Teachers Still See Effects of Pandemic on Students

by Evelyn San Miguel ‘26

It’s been four years since the nationwide shutdown of schools from the Covid-19 Pandemic, and many have been left wondering whether or not the world has recovered. Although masks and social distancing have fallen out of fashion and the virus is no longer considered a public health emergency, the long-lasting effects of the global shutdown rings the loudest in the ears of students and educators alike. Despite going “back to normal,” academic disparities from virtual learning continue to harm the progress of the next generation.

Sherwood teachers had their fair share of setbacks during virtual learning for the 2020-21 school year. “Teaching during the pandemic was frustrating,” recounted math teacher Heather Baxter. “I tried to do fun things, like breakout rooms and play music when students entered Zoom, but the enthusiasm from students was lacking.” Baxter’s feelings echoed those of most teachers: virtual learning prevented teachers from holding students accountable, and students are still slow to come back from the setbacks that came from online learning.
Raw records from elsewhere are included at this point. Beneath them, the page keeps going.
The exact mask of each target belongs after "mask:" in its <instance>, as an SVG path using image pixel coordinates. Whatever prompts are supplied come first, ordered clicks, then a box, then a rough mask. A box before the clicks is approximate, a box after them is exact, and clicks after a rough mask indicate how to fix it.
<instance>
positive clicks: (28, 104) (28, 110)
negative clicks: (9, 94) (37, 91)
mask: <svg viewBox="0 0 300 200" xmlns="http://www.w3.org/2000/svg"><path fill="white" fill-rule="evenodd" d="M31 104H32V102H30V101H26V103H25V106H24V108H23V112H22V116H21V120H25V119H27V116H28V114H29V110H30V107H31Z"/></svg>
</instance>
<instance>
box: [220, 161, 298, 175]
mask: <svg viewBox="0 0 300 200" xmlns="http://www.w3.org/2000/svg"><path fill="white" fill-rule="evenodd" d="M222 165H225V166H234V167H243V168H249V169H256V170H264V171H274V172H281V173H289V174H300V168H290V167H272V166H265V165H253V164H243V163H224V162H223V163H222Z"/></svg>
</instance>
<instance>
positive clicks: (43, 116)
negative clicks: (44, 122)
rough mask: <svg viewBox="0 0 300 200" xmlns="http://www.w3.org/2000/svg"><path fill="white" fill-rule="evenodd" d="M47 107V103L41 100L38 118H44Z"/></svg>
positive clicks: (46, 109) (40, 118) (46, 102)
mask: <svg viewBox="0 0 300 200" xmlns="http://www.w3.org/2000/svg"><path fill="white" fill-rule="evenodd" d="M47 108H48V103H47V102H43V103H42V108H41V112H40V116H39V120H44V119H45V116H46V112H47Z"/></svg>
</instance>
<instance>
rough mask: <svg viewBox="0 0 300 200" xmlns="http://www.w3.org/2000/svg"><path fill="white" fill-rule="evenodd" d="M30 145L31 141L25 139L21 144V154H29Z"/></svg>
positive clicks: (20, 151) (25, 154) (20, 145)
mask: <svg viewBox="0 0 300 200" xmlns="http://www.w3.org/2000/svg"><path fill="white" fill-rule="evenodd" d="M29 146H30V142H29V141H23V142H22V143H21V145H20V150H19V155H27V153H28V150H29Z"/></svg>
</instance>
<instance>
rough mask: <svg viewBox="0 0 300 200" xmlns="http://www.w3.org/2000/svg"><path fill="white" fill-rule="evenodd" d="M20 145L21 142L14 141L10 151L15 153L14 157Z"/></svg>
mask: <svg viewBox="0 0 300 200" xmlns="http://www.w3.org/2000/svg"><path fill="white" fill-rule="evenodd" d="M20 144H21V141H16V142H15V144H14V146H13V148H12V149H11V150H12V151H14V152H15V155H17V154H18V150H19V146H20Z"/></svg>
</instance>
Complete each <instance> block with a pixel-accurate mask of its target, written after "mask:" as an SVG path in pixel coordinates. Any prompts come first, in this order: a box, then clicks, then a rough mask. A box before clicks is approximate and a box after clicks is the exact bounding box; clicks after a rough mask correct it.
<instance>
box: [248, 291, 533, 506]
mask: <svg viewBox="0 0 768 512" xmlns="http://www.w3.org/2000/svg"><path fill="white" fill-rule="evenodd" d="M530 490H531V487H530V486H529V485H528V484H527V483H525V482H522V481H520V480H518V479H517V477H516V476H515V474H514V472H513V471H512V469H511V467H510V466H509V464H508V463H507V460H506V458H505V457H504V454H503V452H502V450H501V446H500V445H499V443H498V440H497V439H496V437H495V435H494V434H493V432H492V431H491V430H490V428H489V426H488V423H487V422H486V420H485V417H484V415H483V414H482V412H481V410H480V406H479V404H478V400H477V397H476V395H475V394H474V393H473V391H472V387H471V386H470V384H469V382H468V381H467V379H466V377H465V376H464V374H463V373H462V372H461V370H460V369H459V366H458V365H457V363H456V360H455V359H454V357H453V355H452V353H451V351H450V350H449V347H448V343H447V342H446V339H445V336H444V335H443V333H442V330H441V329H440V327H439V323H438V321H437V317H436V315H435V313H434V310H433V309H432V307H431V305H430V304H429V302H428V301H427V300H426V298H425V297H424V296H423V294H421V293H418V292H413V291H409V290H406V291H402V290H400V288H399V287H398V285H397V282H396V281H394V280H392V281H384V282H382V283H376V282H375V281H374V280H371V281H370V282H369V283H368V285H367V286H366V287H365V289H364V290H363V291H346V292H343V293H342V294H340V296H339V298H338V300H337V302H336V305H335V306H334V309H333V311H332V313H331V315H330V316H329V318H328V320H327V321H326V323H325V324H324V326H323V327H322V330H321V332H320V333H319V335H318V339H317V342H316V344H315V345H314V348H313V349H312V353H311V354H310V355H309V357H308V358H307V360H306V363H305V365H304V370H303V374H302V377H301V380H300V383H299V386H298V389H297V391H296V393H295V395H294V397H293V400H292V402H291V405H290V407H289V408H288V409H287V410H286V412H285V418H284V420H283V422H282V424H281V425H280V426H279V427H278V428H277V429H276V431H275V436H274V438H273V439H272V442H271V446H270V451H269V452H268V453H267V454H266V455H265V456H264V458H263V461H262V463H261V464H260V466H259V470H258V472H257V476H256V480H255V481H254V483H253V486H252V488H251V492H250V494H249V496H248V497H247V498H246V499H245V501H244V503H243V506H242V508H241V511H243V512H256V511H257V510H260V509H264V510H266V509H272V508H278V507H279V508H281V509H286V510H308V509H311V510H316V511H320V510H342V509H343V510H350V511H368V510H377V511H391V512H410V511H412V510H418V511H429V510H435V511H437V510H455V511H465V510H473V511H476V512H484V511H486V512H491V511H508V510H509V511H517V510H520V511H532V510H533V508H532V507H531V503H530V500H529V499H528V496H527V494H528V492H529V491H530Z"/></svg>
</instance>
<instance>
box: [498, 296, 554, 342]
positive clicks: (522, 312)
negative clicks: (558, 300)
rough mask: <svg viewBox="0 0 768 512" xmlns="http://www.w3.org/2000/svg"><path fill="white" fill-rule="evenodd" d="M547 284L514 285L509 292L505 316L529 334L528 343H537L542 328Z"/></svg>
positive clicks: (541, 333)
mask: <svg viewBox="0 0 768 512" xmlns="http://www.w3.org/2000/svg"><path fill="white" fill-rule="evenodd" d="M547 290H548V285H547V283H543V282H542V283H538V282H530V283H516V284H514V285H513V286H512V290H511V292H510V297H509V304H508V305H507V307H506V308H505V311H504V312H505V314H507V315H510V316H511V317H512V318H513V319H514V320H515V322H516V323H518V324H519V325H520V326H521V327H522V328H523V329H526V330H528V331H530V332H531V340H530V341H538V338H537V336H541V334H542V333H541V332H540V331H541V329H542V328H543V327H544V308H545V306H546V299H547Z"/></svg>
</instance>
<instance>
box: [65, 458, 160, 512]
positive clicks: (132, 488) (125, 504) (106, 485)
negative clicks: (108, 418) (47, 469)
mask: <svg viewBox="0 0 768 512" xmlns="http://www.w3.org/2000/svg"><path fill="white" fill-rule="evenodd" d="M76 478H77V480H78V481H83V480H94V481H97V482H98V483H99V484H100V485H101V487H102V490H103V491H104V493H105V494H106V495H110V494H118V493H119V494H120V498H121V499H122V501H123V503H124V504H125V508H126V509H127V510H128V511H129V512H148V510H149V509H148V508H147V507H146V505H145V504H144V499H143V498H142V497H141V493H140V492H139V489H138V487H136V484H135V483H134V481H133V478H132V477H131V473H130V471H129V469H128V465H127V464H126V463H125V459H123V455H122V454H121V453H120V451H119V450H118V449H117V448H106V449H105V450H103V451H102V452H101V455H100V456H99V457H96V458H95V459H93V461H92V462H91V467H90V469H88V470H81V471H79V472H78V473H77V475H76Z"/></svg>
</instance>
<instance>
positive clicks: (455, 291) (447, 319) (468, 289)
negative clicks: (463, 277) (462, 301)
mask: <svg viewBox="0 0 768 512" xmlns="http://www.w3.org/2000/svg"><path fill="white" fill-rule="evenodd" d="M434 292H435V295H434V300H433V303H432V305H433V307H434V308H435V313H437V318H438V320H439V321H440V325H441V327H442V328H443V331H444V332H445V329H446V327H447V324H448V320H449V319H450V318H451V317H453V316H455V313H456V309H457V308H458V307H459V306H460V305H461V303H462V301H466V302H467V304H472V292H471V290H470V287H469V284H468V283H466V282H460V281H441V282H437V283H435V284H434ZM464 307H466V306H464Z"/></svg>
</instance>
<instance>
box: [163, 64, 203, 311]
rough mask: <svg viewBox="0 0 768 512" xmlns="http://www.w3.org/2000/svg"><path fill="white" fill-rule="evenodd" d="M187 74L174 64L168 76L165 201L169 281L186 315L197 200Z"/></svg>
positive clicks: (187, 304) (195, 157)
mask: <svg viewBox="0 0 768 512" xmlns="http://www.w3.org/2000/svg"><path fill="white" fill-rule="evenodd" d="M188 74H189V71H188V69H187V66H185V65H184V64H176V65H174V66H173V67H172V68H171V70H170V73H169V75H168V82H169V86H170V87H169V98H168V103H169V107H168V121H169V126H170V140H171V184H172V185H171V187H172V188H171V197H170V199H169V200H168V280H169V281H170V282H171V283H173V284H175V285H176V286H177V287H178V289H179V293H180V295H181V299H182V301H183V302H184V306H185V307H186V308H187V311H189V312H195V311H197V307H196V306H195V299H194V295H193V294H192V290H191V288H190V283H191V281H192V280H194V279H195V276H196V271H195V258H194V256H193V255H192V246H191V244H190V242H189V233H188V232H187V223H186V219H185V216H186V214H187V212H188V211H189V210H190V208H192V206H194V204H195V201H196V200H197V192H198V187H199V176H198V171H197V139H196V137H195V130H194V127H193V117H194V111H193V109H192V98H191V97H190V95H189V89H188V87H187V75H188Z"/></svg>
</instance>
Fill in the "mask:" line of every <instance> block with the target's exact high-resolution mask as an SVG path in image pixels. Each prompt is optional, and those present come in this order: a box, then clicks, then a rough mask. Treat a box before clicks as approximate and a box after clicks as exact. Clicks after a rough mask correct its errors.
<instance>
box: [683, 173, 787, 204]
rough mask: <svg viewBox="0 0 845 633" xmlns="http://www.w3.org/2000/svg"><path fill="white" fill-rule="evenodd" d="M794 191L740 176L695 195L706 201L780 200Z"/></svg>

She often has to catch her students up on basic concepts from Algebra they may have missed if they weren’t engaged on Zoom, and has to compensate by offering to reteach concepts during lunch.

English teacher Ashley Graham-Bell noticed that when her students came back from the virtual learning year, they were “really resistant to collaborating with other people … they didn’t want to speak. That was the thing that was really the hardest part.” Students also had a hard time completing tasks independently, but indicated they didn’t want to work as a group.

“There was a hypersensitivity to being seen and heard,” said Graham-Bell, who added that many of her students had become more passive learners after virtual learning. This trend of passivity brought less independence, with more and more students relying on technology or other adults to provide them with answers instead of seeking them out themselves.

Baxter and Graham-Bell noted the rising popularity of AI systems, like ChatGPT or Photomath, that their students have used to cheat on assignments. The systems have contributed significantly in the trend of technological reliance, with students being unwilling to complete the most basic work. The volume and rigor at which students used to work has declined, with students lacking basic skills like reading comprehension and writing structure. Graham-Bell found herself having to compensate for the learning that her students lost in middle school from virtual learning. But the biggest loss that she saw in her students was the “lack of joy, a lack of curiosity, a lack of spark … [and less] learning for learning’s sake.”